Quanto à insistência de Meneses e de Santana em falar do Orçamento de 2005, em vez de discutir o de 2008, faz todo o sentido. O PSD que eles representam não deseja ser uma alternativa diferente ao PS: quer ser apenas o seu herdeiro natural. Daí a fúria com que Meneses, o suposto "populista", puxou brilho às medalhas do seu sentido de Estado em matéria de impostos e de referendo europeu. No fundo, os líderes do PSD gostariam de ter feito o que o PS fez nos últimos anos, e sobretudo gostariam de fazer o que suspeitam que o PS vai fazer nos próximos. Daí a confusão das suas investidas contra Sócrates: exigem cortes da despesa, mas criticam os cortes na despesa; lamentam a subida dos impostos, mas pedem garantias de que os impostos não vão descer. Acusam o Governo de insensibilidade social, e logo a seguir de eleitoralismo. Convinha-lhes que as coisas estivessem a correr mal de um modo mais óbvio.

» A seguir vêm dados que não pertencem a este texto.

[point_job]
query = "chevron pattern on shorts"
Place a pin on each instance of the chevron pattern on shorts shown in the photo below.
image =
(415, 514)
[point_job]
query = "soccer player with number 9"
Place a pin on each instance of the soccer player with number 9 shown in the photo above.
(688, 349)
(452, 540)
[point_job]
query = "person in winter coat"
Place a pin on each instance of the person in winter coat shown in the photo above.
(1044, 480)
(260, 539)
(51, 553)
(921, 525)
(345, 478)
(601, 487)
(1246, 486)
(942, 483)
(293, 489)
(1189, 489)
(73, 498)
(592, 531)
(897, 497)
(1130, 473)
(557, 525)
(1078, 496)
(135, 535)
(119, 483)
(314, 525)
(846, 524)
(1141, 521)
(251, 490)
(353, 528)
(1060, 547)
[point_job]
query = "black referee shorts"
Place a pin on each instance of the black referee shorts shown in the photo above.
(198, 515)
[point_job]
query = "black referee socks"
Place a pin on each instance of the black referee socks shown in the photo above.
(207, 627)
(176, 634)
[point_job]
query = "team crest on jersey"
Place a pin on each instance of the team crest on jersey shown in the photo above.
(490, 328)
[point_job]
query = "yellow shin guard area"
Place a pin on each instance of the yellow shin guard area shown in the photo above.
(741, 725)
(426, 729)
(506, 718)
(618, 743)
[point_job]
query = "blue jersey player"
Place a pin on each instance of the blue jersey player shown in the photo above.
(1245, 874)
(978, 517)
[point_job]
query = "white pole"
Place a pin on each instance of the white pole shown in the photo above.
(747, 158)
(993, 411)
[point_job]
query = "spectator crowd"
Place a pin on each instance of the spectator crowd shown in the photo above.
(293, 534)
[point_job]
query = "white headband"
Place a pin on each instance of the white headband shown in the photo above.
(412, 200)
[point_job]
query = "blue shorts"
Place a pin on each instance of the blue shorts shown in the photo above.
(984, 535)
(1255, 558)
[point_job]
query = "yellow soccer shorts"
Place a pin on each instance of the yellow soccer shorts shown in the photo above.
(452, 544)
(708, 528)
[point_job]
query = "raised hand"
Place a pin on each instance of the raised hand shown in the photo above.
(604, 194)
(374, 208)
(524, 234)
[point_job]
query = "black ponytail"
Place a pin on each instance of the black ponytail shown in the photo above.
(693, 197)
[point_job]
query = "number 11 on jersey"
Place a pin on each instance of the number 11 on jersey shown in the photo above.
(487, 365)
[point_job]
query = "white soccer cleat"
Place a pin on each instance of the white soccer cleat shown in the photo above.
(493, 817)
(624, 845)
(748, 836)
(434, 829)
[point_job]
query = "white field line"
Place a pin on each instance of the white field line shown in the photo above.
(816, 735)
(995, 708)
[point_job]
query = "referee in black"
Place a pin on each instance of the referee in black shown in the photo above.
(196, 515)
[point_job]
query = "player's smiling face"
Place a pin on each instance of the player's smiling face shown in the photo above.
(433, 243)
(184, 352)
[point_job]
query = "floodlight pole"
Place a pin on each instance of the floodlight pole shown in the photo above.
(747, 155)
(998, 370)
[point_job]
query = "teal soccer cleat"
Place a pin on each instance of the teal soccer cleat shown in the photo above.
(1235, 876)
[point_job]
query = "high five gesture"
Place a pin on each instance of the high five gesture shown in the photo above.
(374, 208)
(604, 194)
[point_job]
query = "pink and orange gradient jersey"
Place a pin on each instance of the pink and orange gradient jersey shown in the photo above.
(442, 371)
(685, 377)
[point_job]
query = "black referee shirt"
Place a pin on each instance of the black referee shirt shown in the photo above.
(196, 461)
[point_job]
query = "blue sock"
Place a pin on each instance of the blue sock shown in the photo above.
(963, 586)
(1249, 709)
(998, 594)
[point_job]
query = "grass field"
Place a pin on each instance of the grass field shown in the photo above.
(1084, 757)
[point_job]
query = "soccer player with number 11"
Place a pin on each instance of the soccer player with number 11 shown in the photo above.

Como a realidade não os ajuda, os líderes do PSD propõem-se ajudar a realidade. "Desmontar" é, hoje, a palavra que mais se ouve na boca da gente desta direita. Querem desmontar tudo: o Orçamento, o défice, as reformas. Provar que as propostas estão erradas, os resultados são falsos e as mudanças mais urgentes foram adiadas. Por detrás deste desconstrutivismo furioso está a esperança de convencer os portugueses de que o PSD, feitas muito bem as contas, é preferível ao PS. É a estratégia que convém a quem não quer nem pode separar-se das políticas do PS. Daí que muita gente, à direita, acredite que o PSD se devia concentrar na "desmontagem" da actualidade e que é um erro voltar ao passado.
Só que a história recente não é, para estes líderes do PSD, uma opção: é uma fatalidade. Não chega provar que o PS é mau. É necessário ainda provar que o PSD foi bom. Porque o crédito do PS foi feito à custa do descrédito do PSD em 2002-2005 - e que não afectou apenas Santana. Pior: o PS não vai deixar o passado descansar, tal como Durão Barroso não deixou em 2002-2004. Para Barroso, o "pântano" de Guterres foi o maior trunfo em todos os debates - exactamente como agora a "trapalhada" é para Sócrates. Meneses e Santana sabem que a possibilidade de êxito em 2009 depende da sua capacidade para "desmontarem" também a história de 2002-2005. Preparem-se, portanto, para ouvir falar do passado nos dois anos que aí vêm. Com esta classe política, que outra coisa esperar?